There was, for one example, the poet Gérard de Nerval who often walked in the parks of Paris leading his pet lobster on a blue ribbon. Of course he was getting surprised looks from the passers-by: walking a lobster instead of a dog? When pressed for an explanation, the poet just asked back with a false naive attitude: why, what is the difference? A lobster at least doesn’t bark.
While this is an example of violating a folkway in a rather harmless way, other artists in the second half of the 19th century went farther in provocating the public. “You must shock the Bourgeois,” said the symbolist poet Charles Baudelaire. Shocking the middle class through mocking their values and violating their norms became the program of a group of writers referred to as the ‘decadents.’ Many of these poets were interested in the effects of drugs on the consciousness, launching themselves in experimentation, and even founding a ‘Club of Hashish-Eaters.’ (The above-mentioned Gérard de Nerval was a member, along with Victor Hugo and others.)
The theme of drug-induced hallucinations appeared in art and poetry a lot. Also, many artists of the time were a fan of a green-colored alcoholic drink called absinthe, which was believed to be strongly mind-altering (although it probably wasn’t, but it still became a symbol of decadence). Drinking absinthe, along with going to cabarets, made part of the ‘bohemian’ lifestyle the artists of the Montmartre were famous for. The term bohemian means gypsy-like, and suggests that these artists were standing apart from the mainstream society.
For an artist at the time, finding a respectable place in the contemporary society would have meant to either get large commissions, or to exhibit at the Salon. The latter was an official yearly art show, where the works accepted by a jury were shared with the public. Those artists who did not stick to the fashionable style of the time, but rather tried new ways of painting, had poor chance to get admitted to the Salon.

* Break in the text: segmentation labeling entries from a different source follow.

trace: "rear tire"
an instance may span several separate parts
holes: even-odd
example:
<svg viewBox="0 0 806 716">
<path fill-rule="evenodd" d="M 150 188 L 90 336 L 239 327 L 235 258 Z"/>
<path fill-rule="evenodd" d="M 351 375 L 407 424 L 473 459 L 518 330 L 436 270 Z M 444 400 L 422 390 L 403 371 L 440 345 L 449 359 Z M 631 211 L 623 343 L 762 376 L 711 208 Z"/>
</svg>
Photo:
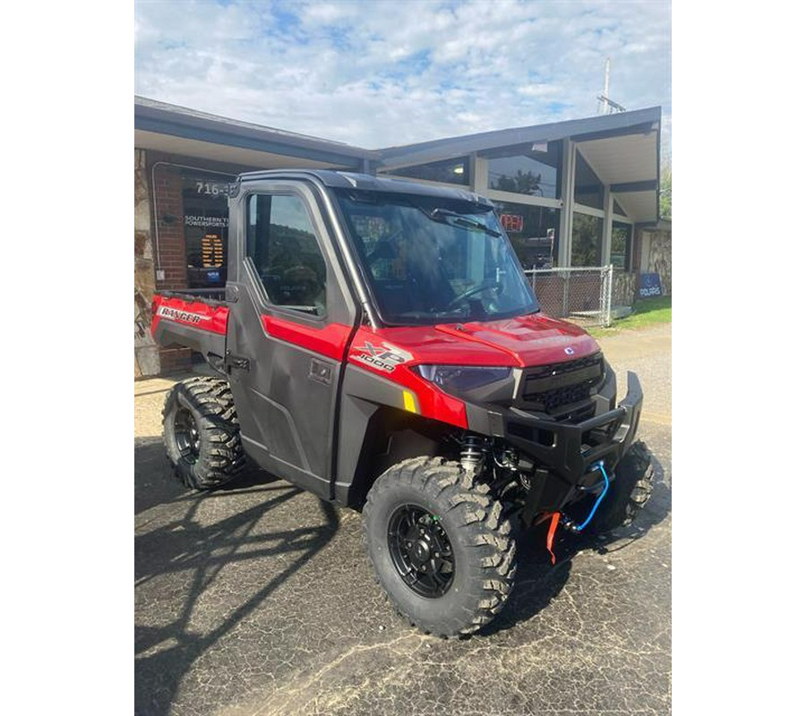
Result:
<svg viewBox="0 0 806 716">
<path fill-rule="evenodd" d="M 633 443 L 615 466 L 610 494 L 604 497 L 588 530 L 596 534 L 631 524 L 652 493 L 654 470 L 647 446 Z"/>
<path fill-rule="evenodd" d="M 194 490 L 212 490 L 244 467 L 238 418 L 229 383 L 219 378 L 191 378 L 166 396 L 163 439 L 180 482 Z"/>
<path fill-rule="evenodd" d="M 364 507 L 367 550 L 410 624 L 458 636 L 501 611 L 516 572 L 515 541 L 501 513 L 485 485 L 474 486 L 442 458 L 404 460 L 375 481 Z"/>
</svg>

Frustrated, the group of the ‘impressionist’ painters decided to give up trying, and to accept their separate standing, exhibiting their works in alternative ways. (One could associate here to what we have learned about possible reactions to an experience of anomie.)
An exception was Edouard Manet, who was in fact a bourgeois in his heart, and never gave up trying to become an accepted Salon painter, even though he was regularly rejected – and many of his works were considered as scandalous. One of his masterpieces, The Luncheon on the Grass, was not accepted to the 1863 Salon, but was displayed at an independent art show. Even there, it created a big scandal. A nude woman sitting on the grass, next to two fully dressed men? This would have seemed acceptable to the public if there had been a mythological theme to justify the nudity, but there was none. The picture just represented a group of contemporary people having a picnic.